Zapeta is a Guatemalan citizen, federal officials have said, who has been living in a homeless shelter in Brooklyn and working as a roofer in the neighboring borough of Queens, according to the New York Police Department.
When police detectives showed Zapeta video of Kawam being set on fire, he told them that it was him in the video, but he did not recognize Kawam nor remembered it happening, according to the court filing by the Brooklyn district attorney’s office.
“Oh, damn, that’s me,” he said as he watched the video in the police interview, which was translated from Spanish in the court filing. “I really don’t remember.” He said he was “very sorry” for Kawam.
He said he had been drinking beers since the evening before, and recalled waking up on the F train.
“Sometimes when I drink and erase the memory and I don’t know,” he said. “When I wake up, I’m already in the house already sleeping. I wake up when I’m already at home. Or there are times when I wake up and I’m already at the train station, or on the train.”
He was arraigned in the Kings Supreme Court in Brooklyn in brief hearing before Judge Danny Chun on Tuesday morning, appearing in orange jail clothes with his hands cuffed behind his back and his public defender and a Spanish interpreter at his side. His next court hearing is set for March 12,
Kawam was from Toms River, a coastal town in New Jersey, and, like Zapeta, had also spent time in the city’s homeless shelter system, according to Mayor Eric Adams.

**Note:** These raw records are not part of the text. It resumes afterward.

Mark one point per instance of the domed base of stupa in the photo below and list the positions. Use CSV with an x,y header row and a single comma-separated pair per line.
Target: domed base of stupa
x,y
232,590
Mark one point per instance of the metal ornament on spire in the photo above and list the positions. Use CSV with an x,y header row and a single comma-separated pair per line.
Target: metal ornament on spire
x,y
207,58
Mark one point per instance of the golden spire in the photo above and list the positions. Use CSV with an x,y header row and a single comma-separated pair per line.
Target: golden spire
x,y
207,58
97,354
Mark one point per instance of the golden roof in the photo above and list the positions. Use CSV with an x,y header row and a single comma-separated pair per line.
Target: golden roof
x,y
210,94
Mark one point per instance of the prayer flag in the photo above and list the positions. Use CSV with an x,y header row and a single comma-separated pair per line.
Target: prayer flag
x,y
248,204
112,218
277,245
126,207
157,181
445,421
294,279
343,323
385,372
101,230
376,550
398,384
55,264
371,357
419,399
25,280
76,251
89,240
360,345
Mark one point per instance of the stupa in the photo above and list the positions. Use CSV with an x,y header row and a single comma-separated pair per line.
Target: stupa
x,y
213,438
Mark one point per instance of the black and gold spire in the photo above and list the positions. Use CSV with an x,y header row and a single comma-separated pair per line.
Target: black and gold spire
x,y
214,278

About 4 million trips are taken each weekday on the city’s subway, where serious crime, predominantly thefts, declined for a second year in a row in 2024, down 5.4% from the previous year, the New York Police Department said.
Killings have increased, however. As of November, there had been nine homicides reported on the subway in 2024, compared to five in the same period in 2023, according to police data.

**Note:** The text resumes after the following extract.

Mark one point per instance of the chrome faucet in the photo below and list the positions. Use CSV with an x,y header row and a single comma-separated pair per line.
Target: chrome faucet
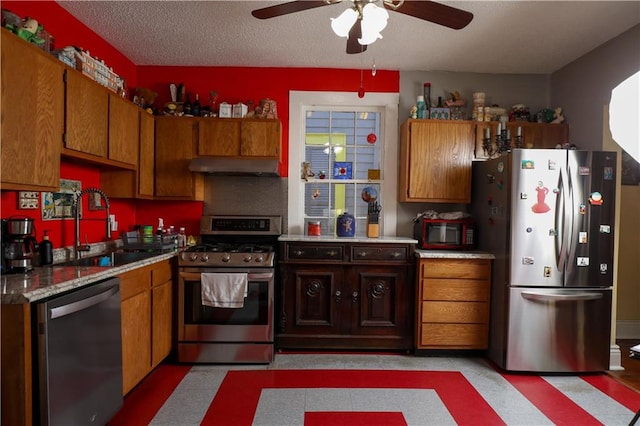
x,y
78,247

Last month, a jury acquitted Daniel Penny of criminally negligent homicide in the death of Jordan Neely, a homeless former Michael Jackson impersonator, on the city’s subway. Neely had been shouting angrily at passengers on a subway train when Penny grabbed him from behind and restrained him in a chokehold for several minutes.

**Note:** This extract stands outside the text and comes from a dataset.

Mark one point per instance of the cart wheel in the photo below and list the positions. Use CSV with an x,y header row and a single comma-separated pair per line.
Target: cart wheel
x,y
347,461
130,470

New York Police Commissioner Jessica Tisch said on Monday she was sending more officers to patrol the subway in response to Kawam’s killing and other “terrifying random acts of violence.”
“Declining crime numbers are significant, but we still must do more, because people don’t feel safe in our subways,” Tisch said.
If convicted on any of the charges, Zapeta faces a maximum sentence of life in prison without the possibility of parole. The U.S. Department of Homeland Security has said that Zapeta had entered the country unlawfully, and would eventually seek to deport him.